Once you’ve got your family photography workhorse lens sorted, it’s time to start adding creative options to your kit.
If you read my last article, then you’ll know that the number one lens I recommend you buy to get started in family photography is the 24-70mm f/2.8 lens. I use the Tamron SP 24-70mm f/2.8 for Canon, and every major manufacturer has their own version of this (Tamron has a version for Nikon and other brands).
What next? I’m going to argue that the second lens you need to buy is an 85mm lens.
Why you need an 85mm lens for family photography
After you have a versatile zoom lens, the next lens you should buy for your family photography is a fixed, or prime, lens. In general, prime lenses are sharper than zoom lenses in the same price category, because there are less moving parts.
Buy the widest aperture you can afford. For example in Canon, we have the Canon EF 85mm f/1.8 USM Lens coming in under the $500 price point, the Canon EF 85mm f/1.4L IS USM Lens landing at around $1600 and the Canon EF 85mm f/1.2L II USM Lens scraping in just under $2000.
The longer focal length combined with a wide aperture is perfect for magic portraits, and you’ll get beautiful background blur with sharp focus on your subject.

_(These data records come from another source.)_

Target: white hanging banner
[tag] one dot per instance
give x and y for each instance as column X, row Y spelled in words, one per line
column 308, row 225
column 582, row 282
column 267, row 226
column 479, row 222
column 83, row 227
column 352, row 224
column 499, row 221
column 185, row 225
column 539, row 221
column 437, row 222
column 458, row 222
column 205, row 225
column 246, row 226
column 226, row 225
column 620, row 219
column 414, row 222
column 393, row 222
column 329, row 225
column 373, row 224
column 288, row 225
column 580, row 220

However, the focal length is not so long that you’ll need to shoot from across the room when indoors, so it’s a flexible lens for a whole range of situations. (Keep in mind if you are shooting with this lens on a crop sensor camera, the focal length effectively becomes 135mm.)
Get up close with beautiful background blur
The focus distance on the Canon EF 85mm f/1.8 USM Lens is longer than you might be used to with zoom lenses, but you can still get beautiful close-ups. I love detail shots, and this lens is perfect for enhancing your photo set with dreamy bokeh-framed close-ups.
I love how the bokeh achieved with this lens helps to draw your focus and tell a story.
Why I love the Canon 85mm f/1.8 lens for family photography
I use this lens a lot to enhance the variety in my images when I’m delivering for clients. Because the 85mm gets you close without having to be right in the action, you can capture people looking more relaxed, having fun and being themselves without clients feeling like you are right in their face with your camera.
Because of the wide aperture, you can also use it to play with your imager: Try it out with fractal filters, or shape your bokeh with this simple DIY activity.
The 85mm lens is a strong contender for my favorite lens: while it’s not the one I leave on all day, every shoot, it’s definitely the one that I reach for when I’ve got the standard shots in the bag, and am looking to mix things up and deliver something really special.